This is another post on autism awareness brought to you by ASANV. Together we can conquer autism.

Behavioral Programs

Techniques to deal with the behavioral manifestations of autism are part of many treatment programs. Some programs focus on inappropriate or challenging behaviors, and may include different types of behavior techniques meant to determine the cause of behaviors and/or replace them.

Other programs (such as ABA/discrete trial programs) may be based on learning new skills such as communication or object recognition, and are very intensive in a 1:1 child-to-caregiver setting. Progress is met through external stimuli which evokes the desired response in the child. Behavior programs may be carried out across home, school and work environments.

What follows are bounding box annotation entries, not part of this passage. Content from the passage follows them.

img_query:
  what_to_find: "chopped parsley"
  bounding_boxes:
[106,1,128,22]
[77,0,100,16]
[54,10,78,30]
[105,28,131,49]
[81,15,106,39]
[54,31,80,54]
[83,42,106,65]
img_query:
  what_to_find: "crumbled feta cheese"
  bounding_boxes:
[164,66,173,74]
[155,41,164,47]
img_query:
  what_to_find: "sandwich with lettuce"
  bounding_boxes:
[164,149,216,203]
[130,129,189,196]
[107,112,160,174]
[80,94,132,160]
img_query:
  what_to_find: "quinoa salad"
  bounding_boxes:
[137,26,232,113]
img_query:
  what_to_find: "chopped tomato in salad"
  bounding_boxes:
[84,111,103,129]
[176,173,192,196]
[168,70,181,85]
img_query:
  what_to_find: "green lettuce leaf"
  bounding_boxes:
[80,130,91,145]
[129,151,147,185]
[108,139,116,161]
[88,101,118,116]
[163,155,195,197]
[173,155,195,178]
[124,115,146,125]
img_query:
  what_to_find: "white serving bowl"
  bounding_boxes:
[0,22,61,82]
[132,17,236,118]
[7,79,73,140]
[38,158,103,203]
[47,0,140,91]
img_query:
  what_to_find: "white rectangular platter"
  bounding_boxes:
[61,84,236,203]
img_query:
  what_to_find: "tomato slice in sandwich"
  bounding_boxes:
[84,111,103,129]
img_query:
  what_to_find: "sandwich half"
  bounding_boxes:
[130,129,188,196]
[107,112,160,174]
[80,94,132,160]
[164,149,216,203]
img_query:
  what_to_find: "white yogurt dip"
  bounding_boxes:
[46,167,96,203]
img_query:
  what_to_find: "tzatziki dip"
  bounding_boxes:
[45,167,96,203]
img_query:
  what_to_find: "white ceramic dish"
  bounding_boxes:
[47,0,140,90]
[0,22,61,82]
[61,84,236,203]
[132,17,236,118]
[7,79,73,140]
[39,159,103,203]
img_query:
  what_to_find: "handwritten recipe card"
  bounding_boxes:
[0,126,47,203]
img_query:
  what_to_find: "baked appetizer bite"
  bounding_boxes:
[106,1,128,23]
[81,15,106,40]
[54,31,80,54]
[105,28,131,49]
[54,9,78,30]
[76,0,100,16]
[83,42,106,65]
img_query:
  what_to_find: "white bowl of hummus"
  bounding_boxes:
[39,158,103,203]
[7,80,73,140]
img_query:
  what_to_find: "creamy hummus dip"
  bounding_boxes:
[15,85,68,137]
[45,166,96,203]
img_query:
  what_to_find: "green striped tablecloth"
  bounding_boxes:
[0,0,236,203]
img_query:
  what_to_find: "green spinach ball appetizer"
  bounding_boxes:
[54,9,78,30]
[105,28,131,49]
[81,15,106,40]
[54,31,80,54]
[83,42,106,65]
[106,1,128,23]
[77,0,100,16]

Interactive/Relationship Based Programs

Techniques are aimed at engaging the child and facilitating progression through four stages of psycho-social development. Communication, motor skills development and sensory integration are part of this “child-led” model. This program is designed to be intensive and in a 1:1 child-to-caregiver setting. Progress is met through the child’s internal desire to engage. Interactive programs may be carried out across home, school and work environments.

Communication

One of the main areas affected by autism is an individual’s ability to communicate, and therefore many treatment programs include methods to increase communication skills. Depending on an individual’s needs, speech therapy may focus on acquiring language skills or teaching sign language.

Communication aids such as electronic communication devices or picture communication boards may be used to help the person communicate more effectively. The treatment for the verbal person with autism may include acquiring greater pragmatic language skills by increasing spontaneous communication and decreasing “scripted” language.

Social Skills

One of the main characteristics of autism is a lack of social ability or the understanding of social cues. Social skills programming may include such diverse techniques as helping individuals with autism learn to recognize facial expressions and emotions, communicate in
social situations or wait calmly in line at the grocery store. Social skills groups may focus on the impact of social behaviors on others.

Sensory Integration

Because autism is the result of a neurological impairment, neuron functioning in sensory processing is compromised. Sensory integration treatment (done by an occupational or physical therapist is aimed at decreasing the external symptoms that are related to the underlying neurological impairment (such as hand flapping, finger flipping, bouncing, running away). This is done by ameliorating the underlying defects in the neurology, such as tactile defensiveness and faulty vestibular (balance) systems. At the same time, adaptive, appropriate motor responses to sensory stimuli are taught.

Auditory Integration Training

Hearing (auditory processing) is another sense that is often impacted in people with autism. AIT is aimed to help individuals who are oversensitive of hypersensitive to sound. This therapy involves the individual listening to a variety of different sound frequencies, coordinated to the level of impairment. Auditory training is performed by an audiologist trained in a particular method of auditory training.

Visual Training

Visual processing is similar to auditory processing in that it can be faulty for people with autism. Some individuals with autism experience poor eye contact, difficulty attending visually, visual fixation, or visual overload. Behavioral optometrists work to train them “behavior” or the eye (vision) to attend to the appropriate stimuli and to track correctly, among other things. Treatments may include specialized colored or prism lenses, developmental lenses (to help with visual-motor acuity), or practicing vision exercises.